Göğüslerimdeki çarşafı açmadan itti "iç çamaşırı giymelisin."
Elinde siyah bir sütyen vardı ama küçüktü benim göğüslerim o südyene sığacak değil gibiydi.
Bana yaklaştı bunu hep yapıyormuş gibi sütyeni çarşafın üstünden geçirdi
"Oha artık bu sütyen 90 bedendi."
O bunları söylediğinde utanmıştım.
"Üzgünüm sütyen giyemeyeceksin sana yarın başka alacağım sanırım 95 bedensin."
Sütyeni çarşafın üstünden çekti ve çarşaf açıldı.Adamın delici gözleri ile bakmıştım telaş yapmıştım ama elimi haraket ettirmeye kalmadan adam çarşafı aynı yerine sabitledi.
Göğüslerimi gördü!
"Utanmana gerek yok demiştim yanakların kızardı gene."
Çenemi elinin arasına almıştım o zaman dövmesini gördüm "Hera&Karan" ismi Karan mıydı? Ve benim ismimin yanında bir dövme...İnanılmaz bu adam konfeti gibiydi...
Çenemi okşadı kırmızı giysiyi gösterdi "Sana yakışır bu gecelik değil mi?"
Gülümsüyordu hiç bozmadan geldi geceliği başıma geçirdi çarşafı geceleği indirerek çekiyordu çok dikkatliydi.
Çarşafı tam çektiğinde geceliği giydirmişti.
"Şimdi kilodunu giyelim yavru kurdum."
Eline siyah bir külot aldı bacaklarıma geçirdi ve üste çekti benim bütün vücudum ürperiyordu adam bunu anlamış gibiydi ama kafasına takmadı ne hoş bu Karan denen adam çok rahattı buna şaşmadım.
Külotu belime geçirmek için beni hafiften kaldırdı geceleğin yakasını tutarak boğuk bir ses çıkardım.Gene aynı bakışlar...
Külotu giydirdi.
"Sen üşürsün şimdi buz gibi olmuşsun."
Geceliğin yeleğini kollarıma geçirdi beni birden belimden kavrayıp eli ile kalçama destek verdi omzuna dokundum.
"Kendine aynada bak istiyorum saçını tarayacağım."
Kapıyı açtı ve şok oldum...
Burası bir hastane değildi köşk gibi bir yerdi o kadar şaşalıydı ki.
Adam sola döndü benim odamın hemen yanında bir kapıda durdu aralıklıydı ayağı ile itti.
İçerisi simsiyahtı bu siyahlık gözümü kör edecekti.
Beni siyah ve geniş yatağın üstüne oturttu.
Eline kırmızı bir tarak aldı arkama geçti beni bacağının üstüne oturttu.
Tarakla saçımı taramaya başladı.
"12 aydır bu yaptıklarımı tekrarlıyorum Hera."
Bacaklarımı rahat ettirmek için eli ile açtı ya da ben rahat ettirme amacında olduğunu sandım.
"Doktorlar 3.Ayda konuşabileceğini yavaştan yürüyebileceğini söyledi."

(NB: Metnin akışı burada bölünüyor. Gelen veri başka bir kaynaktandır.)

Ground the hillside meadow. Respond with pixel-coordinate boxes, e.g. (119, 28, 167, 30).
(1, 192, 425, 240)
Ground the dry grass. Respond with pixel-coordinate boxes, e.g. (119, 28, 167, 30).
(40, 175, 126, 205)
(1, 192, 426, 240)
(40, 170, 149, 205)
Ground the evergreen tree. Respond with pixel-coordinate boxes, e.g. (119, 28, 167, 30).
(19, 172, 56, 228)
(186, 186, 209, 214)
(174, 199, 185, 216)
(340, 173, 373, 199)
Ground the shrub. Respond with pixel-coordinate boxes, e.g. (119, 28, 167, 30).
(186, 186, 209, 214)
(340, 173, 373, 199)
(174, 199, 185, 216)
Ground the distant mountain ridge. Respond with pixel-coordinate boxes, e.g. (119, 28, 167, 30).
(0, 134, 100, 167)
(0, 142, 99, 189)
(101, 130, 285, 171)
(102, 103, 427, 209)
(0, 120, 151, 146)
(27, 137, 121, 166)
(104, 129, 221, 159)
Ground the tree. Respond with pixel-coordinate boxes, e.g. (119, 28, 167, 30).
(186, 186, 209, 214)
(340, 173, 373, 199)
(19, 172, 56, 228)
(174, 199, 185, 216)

Sesi alaycı tonundan çok uzaklaşmıştı.
"Konuşamasanda gözlerine bakmak yürüyemesende beni dinlemen...Benim için o kadar güzel ki seni nasıl özledim tahmin edemezsin."

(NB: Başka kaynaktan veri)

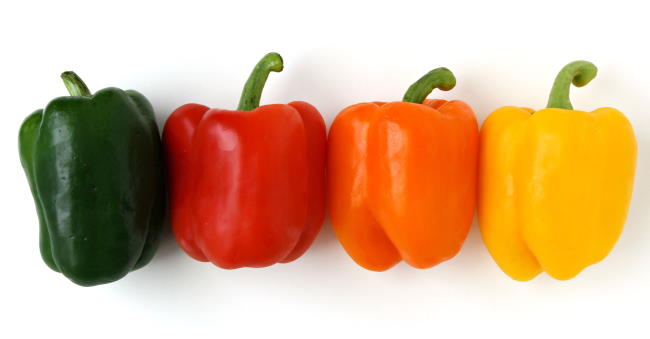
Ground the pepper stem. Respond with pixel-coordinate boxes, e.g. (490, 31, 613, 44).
(402, 67, 456, 104)
(61, 71, 92, 97)
(237, 52, 284, 111)
(546, 61, 597, 110)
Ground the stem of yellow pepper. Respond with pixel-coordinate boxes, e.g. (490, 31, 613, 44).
(546, 61, 598, 110)
(403, 67, 456, 104)
(237, 52, 284, 111)
(61, 71, 92, 97)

Burnunu boynuma dayadı tarak elindeydi ellerini belime doladı.
Dudağı ile boynuma hafifce dokundu.
Beni belimden kavradı ve yatağın önüne döndürdü kocaman bir ayna vardı kendimi gidebildim.
Bembeyaz bir tenim,siyaha kaçan kahve tonlarında saçlarım, göğüs dekolteli bir gecelik...Saçlarım belime geliyordu.
"Bir az daha burada kalmalıyız sonra da seni sevebileceğin bir yere götüreceğim."
Elini saçlarıma doladı.
"Burada kalmanı istiyorum benim odamda gözümün önünde olman beni mutlu ediyor."